Septiembre marcaba el calendario y noche de brujas vio que
decía, más… no lo creía. Sin duda fue la bruja quién lo escribía. Miraba
asombrada, asustada y entusiasmada, jamás una bruja vio y menos volando en su
balcón.
Hablar no podía. ¿Llorar? Las lágrimas no salían, ¿y gritar,
acaso podría? No, su voz no prorrumpía. Sin embargo, su cara resplandecía eso
sí lo sabía. La bruja volaba, la bruja reía, la bruja hechizos lanzaba y su
gato, oh sí tenía un gato. Viejo negro y con cara de mala uva, su gato como
decía, maullaba malhumorado, el vuelo ni pizca de gracia le hacía.
¡¡¡De repente!!! La bruja se paró frente a ella. Doce años
tenía y lo que la bruja quería no sabía. Escoba frenó y en el aire se paró… la
miró… la observó y sin apenas notarlo, unos polvos le lanzó. Algo murmuró, algo
pronunció, ¿un hechizo tal vez? ¿Un conjuro quizás? Doce años tenía, doce….y no
sabía.
Cuando sus ojos abrió, la bruja desapareció, con su traje
lila, su puntiagudo gorro y sus feos zapatos, con su gato enfadado y su escoba
despeluchada y su risa enloquecida. Ya nada había, ya nada quedó, solo el saber
que una bruja en su ventana asomó.
Veinte años pasaron ya no más pensó en aquel encuentro
brujeril. Más una noche de blanca y brillante luna en su ventana apareció.
Septiembre el calendario
marcaba. ¿Te acuerdas de mí? Al mirarlo leyó.

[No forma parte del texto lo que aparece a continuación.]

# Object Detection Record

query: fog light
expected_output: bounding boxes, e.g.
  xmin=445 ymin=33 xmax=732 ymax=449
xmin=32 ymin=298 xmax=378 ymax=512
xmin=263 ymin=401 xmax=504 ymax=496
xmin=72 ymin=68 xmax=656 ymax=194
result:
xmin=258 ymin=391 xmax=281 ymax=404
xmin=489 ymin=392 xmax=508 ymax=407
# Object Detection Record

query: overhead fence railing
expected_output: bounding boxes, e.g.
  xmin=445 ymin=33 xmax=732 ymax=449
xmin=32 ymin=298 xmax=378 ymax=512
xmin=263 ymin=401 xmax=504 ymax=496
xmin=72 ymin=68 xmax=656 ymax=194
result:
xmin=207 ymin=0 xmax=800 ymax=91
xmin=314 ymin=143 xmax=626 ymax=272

“Algo traigo para ti guárdalo pues tuya es. Me sirvió con
valor y lealtad. Fue fiel. Inseparable amiga fue. La rectitud, la honradez, la
nobleza y la honestidad sus aliadas fueron, y jamás me abandonó. De una bruja a
otra debe pasar, tómala pues yo ya no la necesitaré. La bruja desapareció.
La escoba sola quedó.
Treinta y dos años cumplía y una escoba brujil tenía. Bruja
era pues, eso lo sabía. Bruja oficial pues escoba ahora tenía. Bruja. Que
satisfecha se sentía.
Por fin entendía, que aquella noche de blanca y brillante luna en que una bruja en
su ventana apareció, con lila traje, puntiagudo sombreo, feos zapatos y un gato
malhumorado, quería.
Brujillas que aquí presentes estáis, sabed que si una noche
de blanca y brillante luna una bruja os viene a visitar, es para haceros bruja
oficial. Pues es así como una bruja
nace. Hasta entonces no desesperéis pues, vuestro corazón de bruja ese
encuentro tendrá y una escoba…. heredará.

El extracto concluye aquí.